Suddenly, Last Summer

I thought Evelyn Waugh’s Sebastian from 'Brideshead Revisited' was annoying until I encountered Tennessee Williams’ Sebastian in this over-wrought melodrama (I can’t recall being so irritated by Derek Jarman’s Sebastiane, 1976). In Mankiewicz’s hands Williams’s 1957 one-act play (Gore Vidal wrote the screenplay) is part ham-fisted B grade potboiler, part florid Gothic horror histrionics.

The film is set in 1937 in New Orleans. Montgomery Clift  plays Dr. John Cukrowicz, a hot-shot “psycho-surgeon” with a specialty in lobotomy who gets as a patient, Catherine Holly (Elizabeth Taylor).  Her overbearing mother Mrs. Violet Venables (Katharine Hepburn) wants her lobotomized but Dr. Cukrowicz suspects that she is trying to cover up something that Catherine knows about her deceased brother Sebastian, on whom her mother dotes. I won’t go any further than to say Pasolini would have liked this film.

I didn’t. With its turgid, almost incantatory dialogue and its sensationalist mix of cupidity, insanity, erotomania and homosexuality, it tries so hard for effect as to be almost caricatural.  Mankiewicz exacerbates the effect with his heavy-handed symbolism and contrived mise-en-scène (Williams did not like the treatment either). Taylor and Hepburn both serve adequately in their roles but the former isn’t remotely probable as a disturbed young woman and Hepburn does little more than serve up her stock-in-trade mannerisms (apparently she regretted taking the part, worrying that it was going to tarnish her image as a screen beauty).  Between the two, Clift, his face only recently reconstructed after a car accident, and suffering badly from a mixture of alcohol, drug abuse and depression looks like a frightened rabbit.

Suddenly, Last Summer is arrant nonsense dignified by an A-list cast that, was an unexpected commercial success and revived Mankiewicz's flagging career.

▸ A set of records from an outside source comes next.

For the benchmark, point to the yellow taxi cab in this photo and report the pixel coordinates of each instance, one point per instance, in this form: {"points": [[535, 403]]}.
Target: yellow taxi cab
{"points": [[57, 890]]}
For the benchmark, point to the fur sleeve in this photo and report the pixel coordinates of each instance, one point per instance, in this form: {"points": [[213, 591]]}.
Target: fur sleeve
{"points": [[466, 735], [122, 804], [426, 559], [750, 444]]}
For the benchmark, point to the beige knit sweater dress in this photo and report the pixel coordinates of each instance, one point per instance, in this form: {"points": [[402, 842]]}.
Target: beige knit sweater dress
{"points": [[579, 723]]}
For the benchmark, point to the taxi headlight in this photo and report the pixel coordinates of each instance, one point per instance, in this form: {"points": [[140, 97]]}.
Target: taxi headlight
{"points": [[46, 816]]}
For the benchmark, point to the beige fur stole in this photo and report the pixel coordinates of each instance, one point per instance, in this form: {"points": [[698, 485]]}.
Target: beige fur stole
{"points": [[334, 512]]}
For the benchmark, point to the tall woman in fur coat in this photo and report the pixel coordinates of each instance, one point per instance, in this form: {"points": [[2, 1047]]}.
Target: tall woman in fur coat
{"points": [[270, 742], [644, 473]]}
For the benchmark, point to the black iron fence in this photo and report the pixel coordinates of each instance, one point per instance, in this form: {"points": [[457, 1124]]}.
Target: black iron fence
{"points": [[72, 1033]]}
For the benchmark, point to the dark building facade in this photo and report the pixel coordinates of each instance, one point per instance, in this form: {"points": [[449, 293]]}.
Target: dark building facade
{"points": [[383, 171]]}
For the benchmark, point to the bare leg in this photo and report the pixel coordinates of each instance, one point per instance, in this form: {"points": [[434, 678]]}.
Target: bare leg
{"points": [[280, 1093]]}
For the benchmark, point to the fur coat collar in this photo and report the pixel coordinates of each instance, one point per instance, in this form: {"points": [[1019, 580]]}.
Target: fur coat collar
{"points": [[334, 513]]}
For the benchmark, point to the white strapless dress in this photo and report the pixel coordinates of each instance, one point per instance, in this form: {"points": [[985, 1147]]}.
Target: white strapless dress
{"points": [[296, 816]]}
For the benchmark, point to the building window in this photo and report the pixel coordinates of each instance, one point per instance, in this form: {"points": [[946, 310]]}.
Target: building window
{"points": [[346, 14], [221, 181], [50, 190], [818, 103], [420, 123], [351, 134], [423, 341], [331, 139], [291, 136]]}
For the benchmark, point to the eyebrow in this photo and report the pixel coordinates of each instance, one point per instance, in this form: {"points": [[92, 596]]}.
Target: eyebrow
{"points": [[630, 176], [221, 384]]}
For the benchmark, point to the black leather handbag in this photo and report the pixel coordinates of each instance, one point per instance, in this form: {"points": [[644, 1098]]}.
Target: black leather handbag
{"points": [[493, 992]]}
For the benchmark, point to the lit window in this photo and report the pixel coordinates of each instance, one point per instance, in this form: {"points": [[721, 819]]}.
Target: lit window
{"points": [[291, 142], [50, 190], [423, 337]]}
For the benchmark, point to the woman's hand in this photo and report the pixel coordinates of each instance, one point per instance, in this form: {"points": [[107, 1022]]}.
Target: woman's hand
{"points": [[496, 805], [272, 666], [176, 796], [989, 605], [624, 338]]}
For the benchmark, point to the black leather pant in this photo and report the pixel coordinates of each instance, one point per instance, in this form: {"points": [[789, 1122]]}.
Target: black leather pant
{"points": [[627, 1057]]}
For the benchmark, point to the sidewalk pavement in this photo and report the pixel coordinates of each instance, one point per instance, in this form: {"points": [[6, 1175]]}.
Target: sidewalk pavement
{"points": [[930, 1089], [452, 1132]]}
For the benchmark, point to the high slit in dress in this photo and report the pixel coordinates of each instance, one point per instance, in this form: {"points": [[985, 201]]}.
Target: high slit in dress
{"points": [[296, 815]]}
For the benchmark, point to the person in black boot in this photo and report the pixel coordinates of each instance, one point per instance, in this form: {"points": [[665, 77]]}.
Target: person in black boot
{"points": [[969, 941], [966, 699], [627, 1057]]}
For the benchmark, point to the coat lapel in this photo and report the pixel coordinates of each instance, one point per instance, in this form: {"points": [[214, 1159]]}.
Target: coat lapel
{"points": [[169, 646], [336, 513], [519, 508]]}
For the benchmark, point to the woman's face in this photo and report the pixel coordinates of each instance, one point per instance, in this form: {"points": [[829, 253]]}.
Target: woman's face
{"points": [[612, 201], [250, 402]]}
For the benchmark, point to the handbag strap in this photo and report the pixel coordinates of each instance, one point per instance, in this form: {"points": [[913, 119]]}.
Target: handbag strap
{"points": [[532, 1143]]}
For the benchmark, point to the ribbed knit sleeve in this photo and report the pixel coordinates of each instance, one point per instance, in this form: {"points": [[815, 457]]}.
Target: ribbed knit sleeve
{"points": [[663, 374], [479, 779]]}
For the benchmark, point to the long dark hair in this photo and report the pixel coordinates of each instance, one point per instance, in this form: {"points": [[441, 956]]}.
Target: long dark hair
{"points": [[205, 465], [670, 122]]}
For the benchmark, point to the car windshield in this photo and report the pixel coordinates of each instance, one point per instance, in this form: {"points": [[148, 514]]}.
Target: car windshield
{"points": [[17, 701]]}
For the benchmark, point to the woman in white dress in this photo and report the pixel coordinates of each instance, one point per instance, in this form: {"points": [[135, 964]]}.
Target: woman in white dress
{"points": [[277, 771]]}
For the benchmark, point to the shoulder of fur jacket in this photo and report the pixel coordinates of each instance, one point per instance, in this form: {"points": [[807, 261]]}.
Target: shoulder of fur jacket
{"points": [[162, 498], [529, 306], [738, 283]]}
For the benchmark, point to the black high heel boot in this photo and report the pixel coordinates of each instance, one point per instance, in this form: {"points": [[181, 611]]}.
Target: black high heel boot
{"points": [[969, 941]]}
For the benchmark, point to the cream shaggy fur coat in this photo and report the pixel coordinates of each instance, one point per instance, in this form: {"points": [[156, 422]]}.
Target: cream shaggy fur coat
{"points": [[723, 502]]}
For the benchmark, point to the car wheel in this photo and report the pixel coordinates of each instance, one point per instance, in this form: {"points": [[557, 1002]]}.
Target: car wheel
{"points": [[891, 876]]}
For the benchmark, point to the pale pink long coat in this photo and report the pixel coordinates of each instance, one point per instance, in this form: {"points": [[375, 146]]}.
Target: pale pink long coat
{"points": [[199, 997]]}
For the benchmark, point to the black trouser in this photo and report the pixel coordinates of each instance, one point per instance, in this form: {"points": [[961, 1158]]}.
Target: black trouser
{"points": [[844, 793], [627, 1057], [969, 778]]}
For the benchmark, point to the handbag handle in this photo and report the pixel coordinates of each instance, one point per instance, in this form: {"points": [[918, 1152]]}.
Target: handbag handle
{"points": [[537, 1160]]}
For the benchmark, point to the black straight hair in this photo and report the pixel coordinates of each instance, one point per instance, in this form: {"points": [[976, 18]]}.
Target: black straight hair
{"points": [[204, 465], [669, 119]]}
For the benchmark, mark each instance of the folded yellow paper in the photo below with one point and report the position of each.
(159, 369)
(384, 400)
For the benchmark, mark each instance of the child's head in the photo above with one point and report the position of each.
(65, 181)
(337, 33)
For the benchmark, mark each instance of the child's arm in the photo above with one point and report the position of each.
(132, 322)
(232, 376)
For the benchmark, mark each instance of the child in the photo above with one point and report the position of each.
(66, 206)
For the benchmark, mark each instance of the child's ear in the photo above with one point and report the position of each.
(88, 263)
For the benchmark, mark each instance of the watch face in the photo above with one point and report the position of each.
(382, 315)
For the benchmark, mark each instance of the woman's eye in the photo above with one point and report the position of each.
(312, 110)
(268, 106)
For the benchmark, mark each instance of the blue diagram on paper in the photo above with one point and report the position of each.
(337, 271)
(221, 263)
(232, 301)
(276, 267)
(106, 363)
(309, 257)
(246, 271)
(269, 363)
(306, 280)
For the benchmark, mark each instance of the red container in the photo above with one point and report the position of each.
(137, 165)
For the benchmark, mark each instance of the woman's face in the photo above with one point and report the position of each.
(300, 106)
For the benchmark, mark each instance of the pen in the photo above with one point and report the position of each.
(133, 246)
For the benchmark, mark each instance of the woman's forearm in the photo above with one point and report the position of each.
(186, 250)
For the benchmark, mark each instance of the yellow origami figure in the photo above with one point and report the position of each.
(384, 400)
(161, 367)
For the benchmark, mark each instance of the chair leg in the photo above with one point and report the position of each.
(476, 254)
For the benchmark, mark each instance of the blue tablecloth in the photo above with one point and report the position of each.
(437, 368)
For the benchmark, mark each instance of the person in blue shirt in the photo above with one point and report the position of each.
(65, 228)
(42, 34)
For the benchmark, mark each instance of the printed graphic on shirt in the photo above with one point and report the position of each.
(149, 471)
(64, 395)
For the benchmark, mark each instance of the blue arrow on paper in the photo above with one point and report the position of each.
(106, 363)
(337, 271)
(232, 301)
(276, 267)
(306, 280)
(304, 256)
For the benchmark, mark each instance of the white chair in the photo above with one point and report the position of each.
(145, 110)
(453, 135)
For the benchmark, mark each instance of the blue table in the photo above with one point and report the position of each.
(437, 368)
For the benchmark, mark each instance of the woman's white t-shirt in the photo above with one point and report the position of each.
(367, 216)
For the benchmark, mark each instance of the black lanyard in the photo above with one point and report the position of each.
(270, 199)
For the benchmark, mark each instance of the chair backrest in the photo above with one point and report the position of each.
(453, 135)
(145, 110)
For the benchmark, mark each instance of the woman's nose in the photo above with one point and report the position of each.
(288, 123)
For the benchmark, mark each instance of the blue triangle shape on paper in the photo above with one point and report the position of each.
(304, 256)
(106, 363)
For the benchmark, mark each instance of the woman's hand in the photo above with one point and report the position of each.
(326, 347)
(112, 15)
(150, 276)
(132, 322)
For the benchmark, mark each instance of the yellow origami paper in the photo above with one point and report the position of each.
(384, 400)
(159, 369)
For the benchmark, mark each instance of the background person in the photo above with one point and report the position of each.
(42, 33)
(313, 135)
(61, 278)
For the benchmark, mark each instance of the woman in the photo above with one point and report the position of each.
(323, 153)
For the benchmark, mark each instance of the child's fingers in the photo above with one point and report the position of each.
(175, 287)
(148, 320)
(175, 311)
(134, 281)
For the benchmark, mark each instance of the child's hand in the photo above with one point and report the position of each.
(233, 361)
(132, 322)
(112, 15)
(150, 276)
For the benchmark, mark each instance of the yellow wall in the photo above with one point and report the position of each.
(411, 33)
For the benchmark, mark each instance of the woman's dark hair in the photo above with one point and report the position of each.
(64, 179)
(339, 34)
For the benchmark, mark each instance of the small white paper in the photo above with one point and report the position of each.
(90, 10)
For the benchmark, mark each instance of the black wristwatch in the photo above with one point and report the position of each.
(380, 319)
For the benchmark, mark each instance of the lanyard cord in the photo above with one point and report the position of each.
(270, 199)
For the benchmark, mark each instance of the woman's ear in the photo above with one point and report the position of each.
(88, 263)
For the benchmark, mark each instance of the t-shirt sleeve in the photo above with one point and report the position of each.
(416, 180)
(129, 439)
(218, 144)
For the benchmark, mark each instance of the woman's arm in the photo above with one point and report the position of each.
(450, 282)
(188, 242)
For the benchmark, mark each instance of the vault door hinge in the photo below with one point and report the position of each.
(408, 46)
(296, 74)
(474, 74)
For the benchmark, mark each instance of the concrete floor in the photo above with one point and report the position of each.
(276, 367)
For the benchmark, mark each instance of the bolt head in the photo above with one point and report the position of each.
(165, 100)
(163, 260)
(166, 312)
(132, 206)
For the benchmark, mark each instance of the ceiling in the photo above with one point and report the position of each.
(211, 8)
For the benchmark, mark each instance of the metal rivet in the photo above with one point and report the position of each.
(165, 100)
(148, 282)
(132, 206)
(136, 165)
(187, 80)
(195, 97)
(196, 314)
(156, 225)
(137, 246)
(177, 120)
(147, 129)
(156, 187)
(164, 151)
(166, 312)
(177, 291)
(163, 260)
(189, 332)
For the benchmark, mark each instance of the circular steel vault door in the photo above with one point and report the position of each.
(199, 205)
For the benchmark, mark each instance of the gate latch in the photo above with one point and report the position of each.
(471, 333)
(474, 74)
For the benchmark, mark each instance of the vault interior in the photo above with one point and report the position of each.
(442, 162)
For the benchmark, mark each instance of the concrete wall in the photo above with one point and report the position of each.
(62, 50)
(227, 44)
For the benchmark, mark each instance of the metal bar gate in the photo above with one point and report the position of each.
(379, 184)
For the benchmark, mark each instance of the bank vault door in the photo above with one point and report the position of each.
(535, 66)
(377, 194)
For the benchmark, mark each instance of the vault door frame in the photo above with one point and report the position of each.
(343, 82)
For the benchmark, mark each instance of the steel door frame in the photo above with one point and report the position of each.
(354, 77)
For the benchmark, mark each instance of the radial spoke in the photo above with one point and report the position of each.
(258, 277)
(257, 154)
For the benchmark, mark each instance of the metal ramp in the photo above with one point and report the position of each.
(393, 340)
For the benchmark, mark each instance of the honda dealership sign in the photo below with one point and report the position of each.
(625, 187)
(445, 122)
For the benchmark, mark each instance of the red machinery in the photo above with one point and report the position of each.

FYI: In the Renaissance the martyrdom of St Sebastian was a popular subject for painting for wealthy homosexual patrons as it gave them the opportunity to display images of naked boys. Once such painting appears in Sebastian's studio.

Williams's sister had been lobotomised with the approval of their over-bearing mother and he also incorporated the violence he encountered in his own homosexual pursuits into his play.